On the website that he created against the advice of his counselors (who have since dropped their representation), http://therealgeorgezimmerman.com/, George Zimmerman said the following:
“I was involved in a life altering event which led me to become the subject of intense media coverage. As a result of the incident and subsequent media coverage, I have been forced to leave my home, my school, my employer, my family and ultimately, my entire life.”
It was a life-altering event, particularly for Trayvon Martin, who lost his life, but also for everyone directly connected and all of us who aren’t. He calls Trayvon’s death “the incident” which diminishes the tragedy. He’s been charged with second-degree murder and is in custody.
Being charged 46 days after Trayvon’s death is a late first step toward justice, accountability, and responsibility. But it is time that we all were held accountable. Americans have not been good stewards of positive race relations. We are not persistent in breaking down stereotypes that hurt our collective identity.
We never had an honest dialog about how black boys and black men are relentlessly demonized in America. They are portrayed as violent and sexually driven predators, based on an historical fear that white society held about their black slaves hundreds of years ago. This perception gives credence to the paranoia demonstrated by George Zimmerman. He was acting based on perceptions widely accepted by white Americans.
Of course, white men have historically been predators. They repeatedly raped slave women without remorse, resulting in the birth of light skinned babies that became house slaves because they were deemed trustworthy compared to the darker field hands. After all, they worked in close proximity with the white women and children.
The fear whites had of black men lead to lynching, the One Drop rule, Jim Crow laws including anti-miscegenation laws, housing discrimination, and unequal educational and job opportunities. Civil Rights may have theoretically changed our collective ethical stance on equality between the races, demanding that we strive toward an ideal America, but little has changed. How is shooting less violent than lynching? How was Trayvon walking back to his father’s house any more criminal than a black man looking at a white woman?
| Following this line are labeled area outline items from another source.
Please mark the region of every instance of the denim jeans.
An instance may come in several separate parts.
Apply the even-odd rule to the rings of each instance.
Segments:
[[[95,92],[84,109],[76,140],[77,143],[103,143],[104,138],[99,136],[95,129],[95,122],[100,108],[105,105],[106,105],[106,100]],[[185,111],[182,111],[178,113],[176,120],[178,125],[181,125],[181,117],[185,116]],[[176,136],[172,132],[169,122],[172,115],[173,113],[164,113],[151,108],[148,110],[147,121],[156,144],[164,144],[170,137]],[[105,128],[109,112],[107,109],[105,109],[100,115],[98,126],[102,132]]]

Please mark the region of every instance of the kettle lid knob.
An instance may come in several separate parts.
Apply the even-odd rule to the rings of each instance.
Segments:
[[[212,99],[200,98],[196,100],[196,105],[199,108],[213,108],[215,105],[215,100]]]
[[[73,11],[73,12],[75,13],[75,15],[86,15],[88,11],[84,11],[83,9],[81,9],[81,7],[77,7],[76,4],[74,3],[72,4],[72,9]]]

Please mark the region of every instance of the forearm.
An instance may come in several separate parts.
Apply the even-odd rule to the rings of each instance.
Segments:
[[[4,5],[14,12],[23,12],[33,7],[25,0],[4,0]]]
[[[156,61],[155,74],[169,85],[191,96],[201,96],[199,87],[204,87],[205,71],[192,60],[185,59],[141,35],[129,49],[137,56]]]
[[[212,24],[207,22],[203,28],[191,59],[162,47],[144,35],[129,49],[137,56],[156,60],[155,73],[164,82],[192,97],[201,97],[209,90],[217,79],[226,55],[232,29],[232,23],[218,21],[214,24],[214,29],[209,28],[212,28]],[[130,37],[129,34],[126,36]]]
We are unable to embrace a post-racial America. Rather, since the election of President Obama, there has been an increased expression of racist ideals and actions, not just from fringe groups, but in mainstream America, too. We have left our best selves behind while allowing old racial paradigms to thrive.
I know this because I’ve lived it for thirty-six years as the white spouse in an interracial relationship. I see how insidious racism is. I see how often whites unconsciously express racist sentiments and get defensive if they are called on it. I see how hopeless black members of my family feel because it is soul depleting to be treated as a skin color, not as a person, with the full weight of having dark skin in a white world bearing down on them every hour of every day. I am not exaggerating. I have to say this, and I hope you will listen. I hope you will ask yourself what stereotypes you harbor about people who are a different race than you are. I hope you will question your perceptions and ask if they are factual or emotional. Then I hope you will strive to change those perceptions so that we can all live in a safer world.
It breaks my heart when I see people who don’t bother to get to know my husband. They’ve already decided who he is from the moment they lay eyes on him. They will never know his quirky, random sense of humor, his creative and artistic spirit, his deep sensitivity and empathy, his ability to study, focus, and excel in his profession as a fire lieutenant, as a musician, an artist, and a golfer, and his driving need to be of service to others and his community. They won’t believe that he is a dedicated, loving husband and father. They will never know how their fear, or even worse, contempt, has burned a searing scar in his soul.
They will also never know how they disappointed and frightened me, because they feel entitled and righteous in their feelings, perceptions, and actions. They will never understand that I am afraid of the violence they may perpetrate against my family. I don’t want some strange white man to feel possessive and protective of me. I chose my life partner, my soul mate, because I love him deeply, so far beyond the color of his skin or mine, that I willingly gave up whatever whiteness to which I felt connected. Not that I ever felt white in the sense it is portrayed and perpetuated here in America as a non-ethnic, non-racial, middle class persona, the imitation vanilla in the spice cabinet, but in the sense that I am of European descent. I gave up family, friends, privilege and entitlement for my relationship, and I don’t regret it.
What I regret is how we Americans ignore our racially divided society and depend on perceptions based on emotions and stereotypes, and how our willful ignorance abetted George Zimmerman the night he shot and killed Trayvon Martin. He held the gun, but America pulled the trigger.